Le chiffre de 15,4 % est impressionnant pour plusieurs raisons. Premièrement, les économistes de JPM estimaient que le bond ne dépasserait pas 11 %. Deuxièmement, si l'économie avait maintenu le rythme du trimestre pendant quatre trimestres, le produit aurait augmenté de plus de 15 % en termes réels. Le cœur de l'histoire de la croissance de l'économie israélienne au cours de la dernière année est la comparaison. Cette fois, la chute a été deux fois moins profonde et la reprise a été plus nette. Après « Peuple comme un lion », il a fallu deux trimestres pour revenir à 2,2 % au-dessus du pic d'avant-guerre. Après « Rugissement du lion », un trimestre a suffi pour dépasser le pic précédent de 3,05 %.
Une économie qui entre en guerre pour la deuxième fois en un an s'en est mieux remise. Mais la reprise n'est pas la croissance, et le CBS lui-même le souligne. L'annonce contient une recommandation inhabituelle : suite aux deux guerres, il est recommandé de comparer le premier semestre 2026 au second semestre 2025. Dans cette fenêtre, le chiffre est de 3,2 % en rythme annuel. C'est le rythme auquel l'économie a réellement crû au cours du dernier semestre, et c'est un rythme raisonnable, pas une percée. Et pourtant, les données sont positives. Le PIB trimestriel par habitant a augmenté de 3 % et a dépassé pour la première fois les 44 000 shekels (prix de 2020, corrigés des variations saisonnières). Le PIB des entreprises, qui est l'indicateur le plus sensible de l'activité non gouvernementale, a augmenté au cours du semestre de 4,7 % plus rapidement que le produit total.
Au cours du trimestre lui-même, presque tout a augmenté. Les exportations de biens des secteurs industriels, hors diamants, ont bondi de 55,2 % en rythme annuel. L'investissement dans les secteurs des technologies de l'information et de la communication a augmenté de 181,4 %. La consommation publique a augmenté de 19,5 %, la consommation privée de 14,7 % et les importations de 27 %. Le total des ressources disponibles pour l'économie a augmenté de 26 %. Cependant, en comparant semestre par semestre, les mêmes composantes semblent complètement différentes.

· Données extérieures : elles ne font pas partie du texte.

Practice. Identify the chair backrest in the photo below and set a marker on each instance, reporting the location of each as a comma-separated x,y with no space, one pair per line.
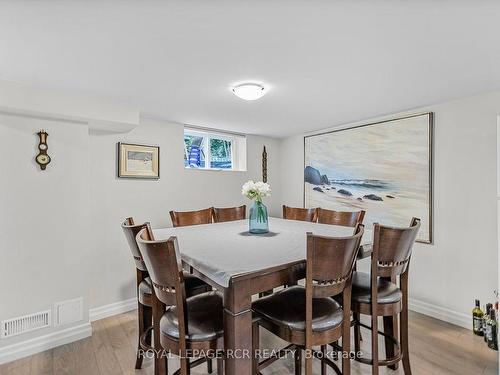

L'investissement en actifs fixes a augmenté de 10,6 %, les exportations de 14,8 % et les importations de 22,1 %. Mais la consommation publique a à peine bougé (0,5 %), la consommation privée a légèrement baissé et les dépenses totales de consommation finale ont baissé de 1,4 %.
La grande histoire est cachée dans un nouvel élément qui n'apparaît que dans les tableaux de données : le PIB hors ajustements pour la production à l'étranger. C'est le produit moins ce que le CBS appelle les « exportations nettes » — des biens produits à l'étranger en utilisant des sous-traitants et vendus à l'étranger sans traverser les frontières du pays. Nom de code : « Nvidia ». Au deuxième trimestre, la différence est négligeable : une croissance de 15,4 % contre 14,4 % lorsque ces exportations nettes sont supprimées. Cependant, en comparant semestre par semestre, la différence est de 3,2 % contre 1,0 %. C'est-à-dire que lorsque la contribution de ces sociétés internationales est déduite, la croissance tombe à seulement 1 %. Le véritable test est le troisième trimestre : le premier en un an qui n'a ni guerre ni reprise après la guerre.